Abstract

Neuronal firing is one of the main information carriers in nervous systems. It has been reported that highly fluctuating, aperiodic "noise-like" inputs, similar to those occurring in areas of nervous systems, evoke reliable firing. To explain this surprising result it has been suggested that (i) the high frequency components of such inputs or a resonance phenomenon are responsible for reliable firing, with (ii) internal biophysical noise being the potential major inherent source of unreliability. Conversely, the present study shows that such fluctuating inputs do not always lead to reliability, even in the absence of noise. Using the noise-free FitzHugh–Nagumo model, we demonstrate a regime in which reliable firing never occurs. To analyze the changes responsible for unreliable firing we use methods from the Random Dynamical Systems theory.

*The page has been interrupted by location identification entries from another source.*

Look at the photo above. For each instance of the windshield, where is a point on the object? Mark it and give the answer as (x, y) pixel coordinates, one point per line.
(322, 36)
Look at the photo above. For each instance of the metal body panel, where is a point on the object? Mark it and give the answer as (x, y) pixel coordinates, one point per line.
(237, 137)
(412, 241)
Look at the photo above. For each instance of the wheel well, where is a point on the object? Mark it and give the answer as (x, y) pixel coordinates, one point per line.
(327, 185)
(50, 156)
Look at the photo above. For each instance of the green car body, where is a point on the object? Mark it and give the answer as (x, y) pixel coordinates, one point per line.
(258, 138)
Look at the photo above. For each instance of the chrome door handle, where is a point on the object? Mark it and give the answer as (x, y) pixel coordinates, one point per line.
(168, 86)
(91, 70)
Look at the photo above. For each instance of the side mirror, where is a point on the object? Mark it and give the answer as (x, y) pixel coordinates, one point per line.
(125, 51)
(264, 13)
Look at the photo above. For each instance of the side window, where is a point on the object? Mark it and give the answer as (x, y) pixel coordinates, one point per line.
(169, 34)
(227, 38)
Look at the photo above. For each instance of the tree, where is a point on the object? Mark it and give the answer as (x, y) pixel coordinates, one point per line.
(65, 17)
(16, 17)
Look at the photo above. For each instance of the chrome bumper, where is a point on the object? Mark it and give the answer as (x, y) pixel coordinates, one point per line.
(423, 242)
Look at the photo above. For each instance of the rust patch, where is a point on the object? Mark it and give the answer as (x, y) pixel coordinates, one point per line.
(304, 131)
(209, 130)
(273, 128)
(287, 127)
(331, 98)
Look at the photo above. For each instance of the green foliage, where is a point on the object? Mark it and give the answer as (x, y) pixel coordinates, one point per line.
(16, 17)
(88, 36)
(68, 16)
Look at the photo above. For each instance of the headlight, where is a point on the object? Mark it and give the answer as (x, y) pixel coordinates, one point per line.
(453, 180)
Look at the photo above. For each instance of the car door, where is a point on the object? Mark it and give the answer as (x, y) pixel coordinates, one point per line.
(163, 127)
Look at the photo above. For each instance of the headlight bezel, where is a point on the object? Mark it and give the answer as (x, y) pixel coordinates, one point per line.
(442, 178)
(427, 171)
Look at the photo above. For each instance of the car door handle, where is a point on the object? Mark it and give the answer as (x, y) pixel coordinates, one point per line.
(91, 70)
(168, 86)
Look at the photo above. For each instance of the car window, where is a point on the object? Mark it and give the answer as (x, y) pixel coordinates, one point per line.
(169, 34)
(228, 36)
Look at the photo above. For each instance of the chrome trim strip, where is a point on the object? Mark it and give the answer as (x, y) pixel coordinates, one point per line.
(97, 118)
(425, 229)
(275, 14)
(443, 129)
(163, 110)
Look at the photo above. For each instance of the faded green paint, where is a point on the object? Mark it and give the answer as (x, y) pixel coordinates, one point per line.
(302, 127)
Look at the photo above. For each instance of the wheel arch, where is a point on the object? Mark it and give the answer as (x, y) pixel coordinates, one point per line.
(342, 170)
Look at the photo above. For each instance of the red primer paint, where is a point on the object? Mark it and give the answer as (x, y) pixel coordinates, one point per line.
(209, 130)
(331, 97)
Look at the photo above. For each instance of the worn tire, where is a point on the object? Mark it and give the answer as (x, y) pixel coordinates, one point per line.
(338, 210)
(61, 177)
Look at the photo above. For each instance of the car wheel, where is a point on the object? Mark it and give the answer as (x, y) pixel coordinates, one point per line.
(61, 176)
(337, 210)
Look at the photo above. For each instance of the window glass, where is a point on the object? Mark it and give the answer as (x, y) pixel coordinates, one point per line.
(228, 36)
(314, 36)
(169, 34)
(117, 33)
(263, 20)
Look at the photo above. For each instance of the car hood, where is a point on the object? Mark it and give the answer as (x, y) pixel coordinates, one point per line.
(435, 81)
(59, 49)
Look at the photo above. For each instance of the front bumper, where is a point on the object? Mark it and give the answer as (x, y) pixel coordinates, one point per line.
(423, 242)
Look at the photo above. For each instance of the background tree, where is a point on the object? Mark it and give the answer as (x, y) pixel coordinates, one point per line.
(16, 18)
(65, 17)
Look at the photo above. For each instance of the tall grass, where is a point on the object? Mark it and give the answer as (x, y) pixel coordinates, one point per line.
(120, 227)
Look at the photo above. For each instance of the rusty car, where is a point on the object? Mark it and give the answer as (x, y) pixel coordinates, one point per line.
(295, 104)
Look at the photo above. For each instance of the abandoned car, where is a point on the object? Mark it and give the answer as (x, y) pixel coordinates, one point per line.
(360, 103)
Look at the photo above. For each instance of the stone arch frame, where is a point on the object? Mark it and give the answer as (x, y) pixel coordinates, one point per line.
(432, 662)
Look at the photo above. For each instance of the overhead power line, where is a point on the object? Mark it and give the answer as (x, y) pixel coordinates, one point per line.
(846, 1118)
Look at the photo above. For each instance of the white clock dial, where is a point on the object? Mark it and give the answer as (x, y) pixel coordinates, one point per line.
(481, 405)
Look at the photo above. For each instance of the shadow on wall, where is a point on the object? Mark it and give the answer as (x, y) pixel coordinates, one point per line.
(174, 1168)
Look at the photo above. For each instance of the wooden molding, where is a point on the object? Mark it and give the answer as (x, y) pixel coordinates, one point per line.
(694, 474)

This is done through careful numerical investigations since no analytical solutions are known to our system. More precisely, from the observation that the stationary distributions remained qualitatively unchanged throughout the area of interest we conclude that the switch from reliable to unreliable firing is not associated to a phenomenological stochastic bifurcation. However, this change of behavior corresponded to a dynamical stochastic bifurcation, with the leading Lyapunov exponent of the system becoming positive. The bifurcation resulted also in a change of the stochastic attractor from a single stochastic equilibrium to one reminiscent of a strange attractor. The combination of these results lead us to argue that the unreliable firing results from stochastic chaos, and that such a phenomenon may limit the reliability of neurons in nervous systems.